Un día que estábamos detenidos por la calma entre un grupo de islas, que en su mayoría parecían desiertas, necesitábamos agua dulce, y el capitán envió un bote a tierra para traer un par de barriles. Nos habíamos engañado al creer que no había indígenas, pues apenas nos acercamos a la orilla salió del bosque una banda de negros desnudos y se reunió en la playa blandiendo garrotes y lanzas del modo más amenazador. Nuestros hombres iban bien armados, pero se abstuvieron de dar muestras de hostilidad y se acercaron con ánimo de conversar con los indígenas. Entonces vi que más de uno de los tripulantes sabían hablar, aunque imperfectamente, los dialectos del lenguaje peculiar de los isleños del mar del Sur.
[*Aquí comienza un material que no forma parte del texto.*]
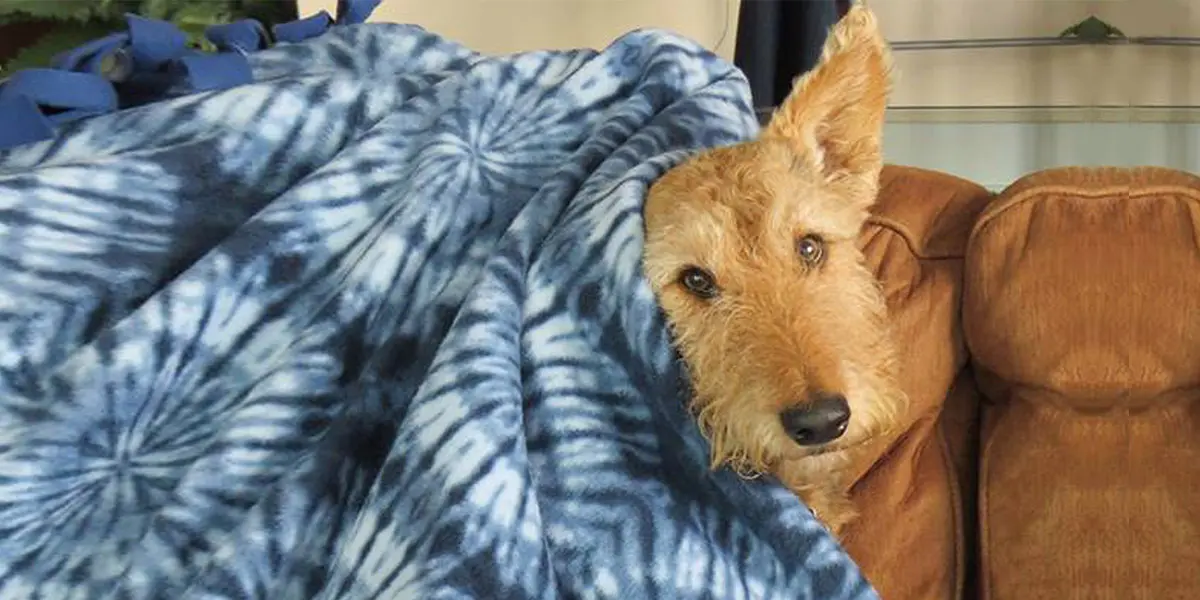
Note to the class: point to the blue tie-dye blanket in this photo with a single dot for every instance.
(373, 327)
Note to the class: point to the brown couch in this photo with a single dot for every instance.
(1051, 337)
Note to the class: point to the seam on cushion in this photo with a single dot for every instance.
(957, 509)
(900, 231)
(994, 210)
(984, 573)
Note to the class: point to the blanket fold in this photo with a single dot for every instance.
(373, 327)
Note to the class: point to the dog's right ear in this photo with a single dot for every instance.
(833, 117)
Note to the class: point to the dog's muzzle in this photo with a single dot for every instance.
(819, 421)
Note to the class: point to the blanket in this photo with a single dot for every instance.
(373, 325)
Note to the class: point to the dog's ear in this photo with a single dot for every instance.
(833, 117)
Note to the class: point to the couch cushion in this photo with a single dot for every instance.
(906, 538)
(1081, 310)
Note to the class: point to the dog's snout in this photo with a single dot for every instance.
(821, 420)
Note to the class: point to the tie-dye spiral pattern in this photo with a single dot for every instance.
(373, 328)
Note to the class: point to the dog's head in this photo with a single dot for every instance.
(753, 253)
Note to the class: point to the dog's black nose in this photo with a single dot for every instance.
(819, 421)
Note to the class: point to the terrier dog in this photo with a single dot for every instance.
(751, 251)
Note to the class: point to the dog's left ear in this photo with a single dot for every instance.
(834, 115)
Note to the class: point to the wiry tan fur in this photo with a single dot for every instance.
(781, 329)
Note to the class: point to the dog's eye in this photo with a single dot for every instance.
(810, 249)
(699, 281)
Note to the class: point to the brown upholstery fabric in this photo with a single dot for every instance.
(907, 537)
(1081, 310)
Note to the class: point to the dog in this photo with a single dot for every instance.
(751, 251)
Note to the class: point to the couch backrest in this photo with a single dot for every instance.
(1081, 313)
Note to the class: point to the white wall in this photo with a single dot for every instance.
(996, 154)
(501, 27)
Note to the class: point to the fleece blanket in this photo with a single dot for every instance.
(373, 327)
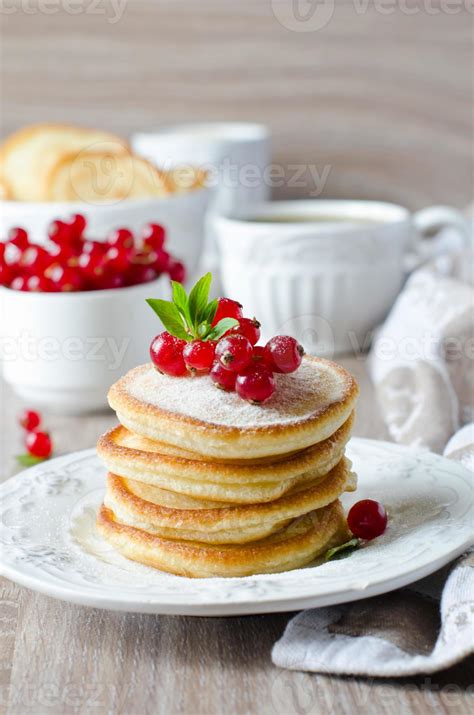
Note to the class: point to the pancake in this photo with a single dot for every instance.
(129, 455)
(158, 511)
(190, 413)
(296, 545)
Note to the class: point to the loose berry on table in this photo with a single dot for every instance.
(39, 444)
(367, 519)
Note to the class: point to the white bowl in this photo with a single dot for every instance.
(62, 351)
(181, 214)
(235, 155)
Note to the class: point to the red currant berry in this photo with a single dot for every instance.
(35, 259)
(30, 420)
(249, 329)
(166, 352)
(61, 232)
(367, 519)
(6, 275)
(39, 444)
(18, 237)
(121, 238)
(117, 259)
(19, 283)
(78, 225)
(234, 352)
(258, 354)
(109, 281)
(39, 284)
(256, 384)
(283, 354)
(11, 255)
(222, 378)
(153, 237)
(227, 308)
(177, 271)
(199, 355)
(64, 279)
(141, 274)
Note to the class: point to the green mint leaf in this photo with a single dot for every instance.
(170, 316)
(197, 301)
(211, 310)
(28, 460)
(180, 299)
(203, 330)
(222, 327)
(340, 552)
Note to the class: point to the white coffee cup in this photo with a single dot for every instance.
(328, 272)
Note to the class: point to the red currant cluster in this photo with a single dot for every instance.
(235, 362)
(72, 262)
(38, 443)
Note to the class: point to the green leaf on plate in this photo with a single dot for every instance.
(211, 311)
(28, 460)
(180, 298)
(340, 552)
(197, 301)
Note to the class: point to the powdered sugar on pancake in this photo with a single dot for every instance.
(308, 391)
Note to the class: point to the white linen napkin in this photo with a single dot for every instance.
(422, 366)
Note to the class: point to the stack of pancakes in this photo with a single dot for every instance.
(202, 483)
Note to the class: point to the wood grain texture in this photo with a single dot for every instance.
(63, 659)
(378, 101)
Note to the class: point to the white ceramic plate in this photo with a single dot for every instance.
(48, 541)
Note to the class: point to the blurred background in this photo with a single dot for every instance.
(376, 96)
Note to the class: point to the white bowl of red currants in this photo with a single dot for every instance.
(72, 310)
(182, 214)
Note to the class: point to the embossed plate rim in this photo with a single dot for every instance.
(292, 590)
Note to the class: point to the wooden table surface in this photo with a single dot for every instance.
(59, 658)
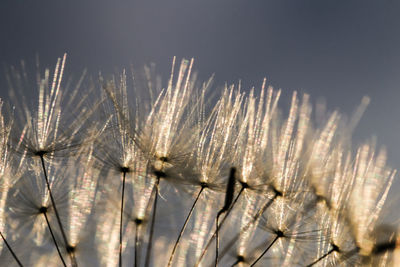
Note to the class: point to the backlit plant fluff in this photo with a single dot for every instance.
(116, 173)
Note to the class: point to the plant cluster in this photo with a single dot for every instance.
(168, 177)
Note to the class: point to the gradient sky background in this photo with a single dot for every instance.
(334, 50)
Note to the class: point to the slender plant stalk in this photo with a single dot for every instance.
(322, 257)
(120, 222)
(10, 249)
(184, 226)
(217, 237)
(214, 234)
(54, 238)
(249, 224)
(266, 250)
(230, 191)
(137, 241)
(149, 245)
(53, 203)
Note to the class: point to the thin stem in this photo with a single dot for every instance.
(54, 238)
(249, 224)
(120, 224)
(266, 250)
(149, 245)
(10, 249)
(184, 226)
(222, 222)
(217, 237)
(137, 241)
(53, 203)
(322, 257)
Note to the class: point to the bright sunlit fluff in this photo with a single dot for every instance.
(101, 175)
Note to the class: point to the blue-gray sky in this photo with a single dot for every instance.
(337, 50)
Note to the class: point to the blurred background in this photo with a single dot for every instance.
(337, 51)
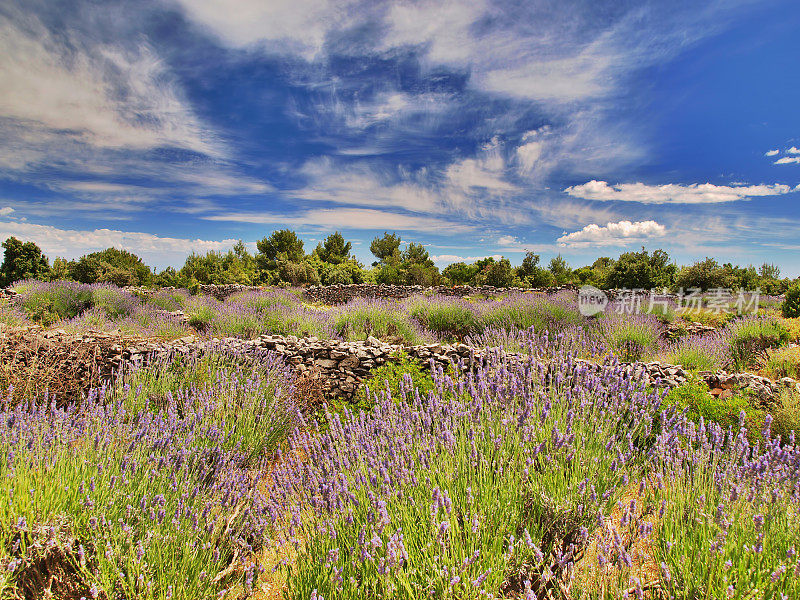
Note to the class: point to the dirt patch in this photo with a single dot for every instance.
(52, 565)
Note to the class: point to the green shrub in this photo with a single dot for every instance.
(170, 300)
(200, 312)
(751, 337)
(380, 321)
(791, 305)
(401, 375)
(47, 303)
(113, 302)
(786, 414)
(450, 320)
(694, 398)
(783, 362)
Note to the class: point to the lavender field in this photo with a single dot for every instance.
(546, 470)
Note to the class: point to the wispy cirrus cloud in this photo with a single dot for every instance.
(673, 193)
(98, 95)
(613, 234)
(329, 219)
(71, 243)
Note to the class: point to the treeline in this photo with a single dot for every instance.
(281, 259)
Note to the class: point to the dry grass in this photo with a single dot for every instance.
(610, 580)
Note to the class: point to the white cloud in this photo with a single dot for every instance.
(446, 259)
(613, 234)
(70, 243)
(55, 89)
(349, 218)
(296, 26)
(527, 156)
(673, 193)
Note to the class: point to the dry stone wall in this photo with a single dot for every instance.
(341, 366)
(340, 294)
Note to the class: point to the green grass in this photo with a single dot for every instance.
(451, 321)
(751, 337)
(358, 323)
(693, 397)
(52, 302)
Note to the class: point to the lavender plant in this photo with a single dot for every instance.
(488, 485)
(159, 502)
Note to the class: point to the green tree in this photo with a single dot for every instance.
(497, 273)
(386, 249)
(416, 267)
(642, 270)
(460, 273)
(703, 274)
(560, 269)
(791, 305)
(334, 250)
(61, 269)
(22, 261)
(111, 265)
(283, 244)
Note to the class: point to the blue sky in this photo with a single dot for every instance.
(476, 127)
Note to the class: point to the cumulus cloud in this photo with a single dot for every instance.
(673, 193)
(348, 218)
(70, 243)
(613, 234)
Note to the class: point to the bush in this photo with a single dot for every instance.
(400, 377)
(200, 312)
(47, 303)
(791, 305)
(750, 337)
(631, 337)
(449, 318)
(783, 362)
(786, 415)
(697, 353)
(694, 398)
(170, 300)
(360, 319)
(113, 302)
(526, 311)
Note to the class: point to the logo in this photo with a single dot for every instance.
(591, 301)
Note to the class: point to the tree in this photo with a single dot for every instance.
(22, 261)
(386, 248)
(769, 271)
(283, 244)
(641, 270)
(560, 269)
(334, 249)
(791, 305)
(703, 274)
(498, 273)
(416, 267)
(111, 265)
(61, 269)
(531, 274)
(460, 273)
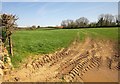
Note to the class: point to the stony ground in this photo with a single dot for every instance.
(89, 61)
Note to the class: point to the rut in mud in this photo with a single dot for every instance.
(91, 60)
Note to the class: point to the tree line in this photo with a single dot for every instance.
(104, 20)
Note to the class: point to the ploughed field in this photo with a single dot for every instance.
(65, 55)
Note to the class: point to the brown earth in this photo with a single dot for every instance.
(88, 61)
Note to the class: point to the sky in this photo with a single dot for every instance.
(52, 13)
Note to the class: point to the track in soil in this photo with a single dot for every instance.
(81, 62)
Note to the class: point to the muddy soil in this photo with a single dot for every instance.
(88, 61)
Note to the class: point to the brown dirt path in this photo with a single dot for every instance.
(82, 62)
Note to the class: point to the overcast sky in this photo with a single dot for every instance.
(52, 13)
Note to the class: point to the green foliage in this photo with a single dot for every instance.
(42, 41)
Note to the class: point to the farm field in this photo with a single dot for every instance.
(65, 55)
(42, 41)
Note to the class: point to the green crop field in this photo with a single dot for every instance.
(42, 41)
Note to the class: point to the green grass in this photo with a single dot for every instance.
(32, 42)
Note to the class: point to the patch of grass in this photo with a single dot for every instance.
(32, 42)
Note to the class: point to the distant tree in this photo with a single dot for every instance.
(106, 20)
(8, 24)
(33, 27)
(68, 23)
(92, 24)
(38, 26)
(82, 22)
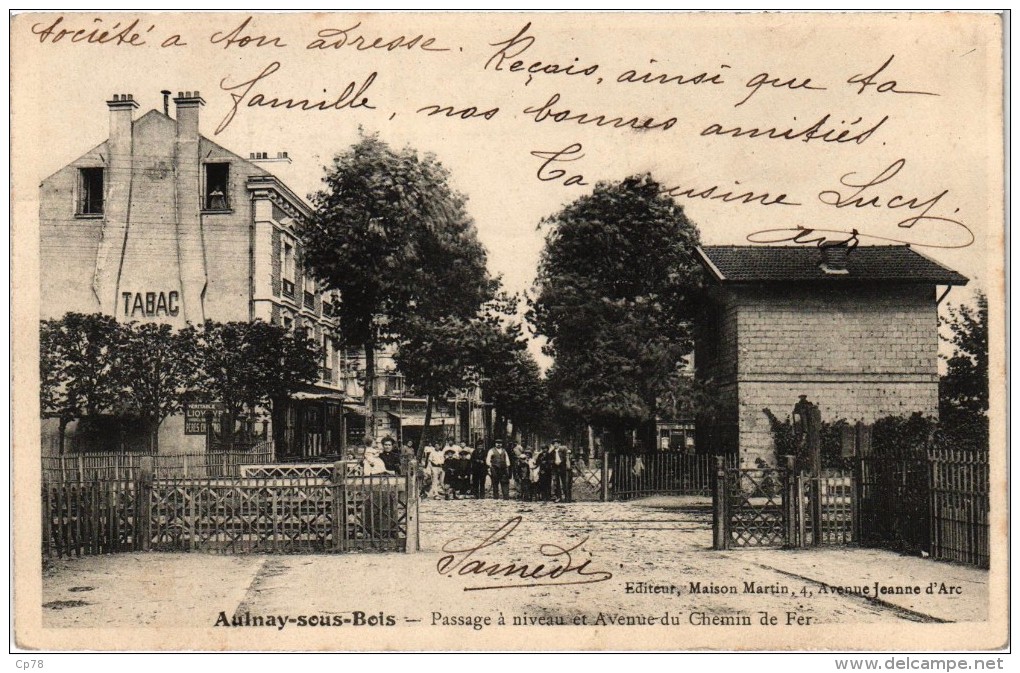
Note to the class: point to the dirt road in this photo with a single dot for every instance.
(634, 559)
Cuando estuvimos a cuarenta metros de la costa dejamos de remar, y el primer contramaestre se puso en pie para dirigir la palabra a la multitud, pero los negros, en vez de contestarnos, nos arrojaron una lluvia de piedras, hiriendo gravemente a varios marineros.

Inmediatamente amartillamos los mosquetes, y ya íbamos a hacer una descarga cuando el capitán nos llamó con voz potente desde la goleta, que estaba a quinientos o setecientos metros de distancia.

—¡No hagáis fuego! —gritó airadamente—. Idos hacia aquella punta de tierra.

Los marineros se quedaron sorprendidos de la orden y empezaron a vomitar maldiciones, aunque dispuestos a obedecer, porque estaban furiosos y querían vengarse de los salvajes tanto, que tres o cuatro marineros titubearon, como dispuestos a amotinarse.

—No os enfadéis, muchachos —dijo el contramaestre—. Obedeced la orden. El capitán no es hombre capaz de aguantar insultos. Si no habla el amigo Tom el Largo, me entrego a los tiburones.

Los hombres se rieron de buena gana al apartarse de la costa, que estaba ocupada por una densa masa de salvajes en número de quinientos o seiscientos. No nos habíamos separado doscientos metros de la orilla cuando retumbó un estampido en el mar y el cañón de bronce envió un chaparrón de metralla al centro de la masa viviente, en la cual abrió ancha brecha, mientras que los únicos supervivientes huían al bosque lanzando alaridos como no he oído jamás. Entre los montones de muertos que yacían en la arena veíanse formas mutiladas retorciéndose en las ansias de la agonía, y de vez en cuando se alzaba entre la masa algún negro convulso que trataba de huir, pero caía a los pocos pasos. Se me heló la sangre al presenciar la espantosa carnicería, pero no tuve tiempo para pensar, porque sonó otra vez el vozarrón del capitán gritando:

—Remad hacia la orilla, muchachos, y llenad los barriles.

Los hombres obedecían en silencio, como si hasta sus crueles corazones se resintiesen de la bárbara matanza. Al llegar a la boca del riachuelo donde pensábamos coger el agua, lo encontramos lleno de sangre, porque muchos de los asesinados se hallaban a orillas de la corriente, un poco más arriba de su desembocadura, y habían caído bastantes al agua. Sujeto entre dos rocas vimos un cadáver que había sido arrastrado por la corriente y que parecía mirarnos con sus ojos abiertos desde la ensangrentada corriente. Nadie se atrevió ya a impedirnos el desembarco, y llevamos los barriles a un laguito situado más arriba del punto donde se había realizado la matanza, regresando después a bordo. Por fortuna, no tardó en levantarse una brisa que nos alejó del espantoso lugar, pero yo no podía apartar de la mente lo que había visto.

—Y éste es —pensé, mirando con horror al capitán que con un gesto plácido de indiferencia estaba apoyado en la borda, fumando un cigarro y contemplando las verdes y fértiles islitas que pasaban como un paisaje precioso ante nuestros ojos—; éste es el hombre que favorece a los misioneros porque le son útiles y saben domesticar a los indígenas mejor que nadie —y pensé también si le sería posible que un misionero domesticara al capitán.